Awsome work man, Thats the example you should be setting, Hopefully other people will see this and not go killing snakes, He looked too tame to be wild, You think he/she escaped from someone?


----------



## ryanharvey1993 (Feb 27, 2009)

lol we saw that exact same snake at the rest area last time on the way back from sydney, was curled up on a tree branch though, nice snake.


----------



## cockney red (Feb 27, 2009)

Top work geezer, nice 8+ footer.


----------



## dansocks (Feb 27, 2009)

Nice!


----------



## dazza74 (Feb 27, 2009)

great job you have done well


----------



## rebeccalg (Feb 27, 2009)

Lovely snake! Good job.


----------



## feathers (Feb 27, 2009)

Great Job. You have probably just educated the other guys with you and next time they see a snake they will react positively - not with the shovel.


----------



## seumas12345 (Feb 27, 2009)

Top job mate!
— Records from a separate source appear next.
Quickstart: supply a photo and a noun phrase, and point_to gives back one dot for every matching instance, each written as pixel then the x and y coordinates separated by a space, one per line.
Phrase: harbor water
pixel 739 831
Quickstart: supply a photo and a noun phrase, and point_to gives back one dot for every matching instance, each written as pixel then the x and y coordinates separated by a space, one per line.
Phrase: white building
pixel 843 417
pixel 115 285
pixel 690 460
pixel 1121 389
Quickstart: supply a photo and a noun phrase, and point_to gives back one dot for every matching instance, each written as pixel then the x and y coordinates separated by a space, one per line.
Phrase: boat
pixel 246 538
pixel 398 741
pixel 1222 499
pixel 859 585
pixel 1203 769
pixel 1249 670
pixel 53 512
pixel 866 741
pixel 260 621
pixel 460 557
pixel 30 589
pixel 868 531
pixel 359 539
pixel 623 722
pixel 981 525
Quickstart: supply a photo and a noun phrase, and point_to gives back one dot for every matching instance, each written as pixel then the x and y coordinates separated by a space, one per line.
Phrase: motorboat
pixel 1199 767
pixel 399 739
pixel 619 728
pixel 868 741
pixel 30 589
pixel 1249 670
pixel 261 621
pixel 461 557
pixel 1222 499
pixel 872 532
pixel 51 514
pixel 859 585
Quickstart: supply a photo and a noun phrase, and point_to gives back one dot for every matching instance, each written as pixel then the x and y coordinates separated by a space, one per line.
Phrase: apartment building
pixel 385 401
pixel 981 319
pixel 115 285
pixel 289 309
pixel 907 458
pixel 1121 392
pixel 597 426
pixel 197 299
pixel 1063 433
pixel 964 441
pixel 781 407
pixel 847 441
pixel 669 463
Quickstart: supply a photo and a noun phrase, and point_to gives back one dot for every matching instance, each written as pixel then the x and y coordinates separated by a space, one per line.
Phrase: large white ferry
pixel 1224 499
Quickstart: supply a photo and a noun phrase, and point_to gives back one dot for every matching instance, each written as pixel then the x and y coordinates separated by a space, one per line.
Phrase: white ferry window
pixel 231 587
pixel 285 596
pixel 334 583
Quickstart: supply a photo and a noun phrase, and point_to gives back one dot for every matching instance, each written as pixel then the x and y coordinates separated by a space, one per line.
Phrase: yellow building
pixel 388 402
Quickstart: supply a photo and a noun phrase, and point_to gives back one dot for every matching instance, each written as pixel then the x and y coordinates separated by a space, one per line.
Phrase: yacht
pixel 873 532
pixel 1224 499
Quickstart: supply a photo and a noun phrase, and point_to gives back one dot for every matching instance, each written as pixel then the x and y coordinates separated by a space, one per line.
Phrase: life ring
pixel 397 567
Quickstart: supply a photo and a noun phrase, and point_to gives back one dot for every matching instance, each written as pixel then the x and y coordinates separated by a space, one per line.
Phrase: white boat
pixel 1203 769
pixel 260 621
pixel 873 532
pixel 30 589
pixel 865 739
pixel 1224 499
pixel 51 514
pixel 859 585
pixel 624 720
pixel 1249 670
Good to see the pics too!


----------



## Rainbow-Serpent (Feb 27, 2009)

Nice job!!!


----------



## jase75 (Feb 27, 2009)

Good job mate, would have been such a shame for him to end up as road kill !!!


----------



## Sel (Feb 27, 2009)

How awesome!!!

Im yet to see a wild snake of any kind..


----------



## cockney red (Feb 27, 2009)

MzSel said:


> How awesome!!!
> 
> Im yet to see a wild snake of any kind..


:shock:


----------



## Sel (Feb 27, 2009)

Shocked? lol


----------



## pythons73 (Feb 27, 2009)

I defiantly would do the same,i wish there was more ppl on this planet that cares about our native wildlife,awesome looking Diamond also,thats the way i like my Diamonds,nice and dark.


----------



## whcasual79 (Feb 27, 2009)

legend mate, quality pics too...


----------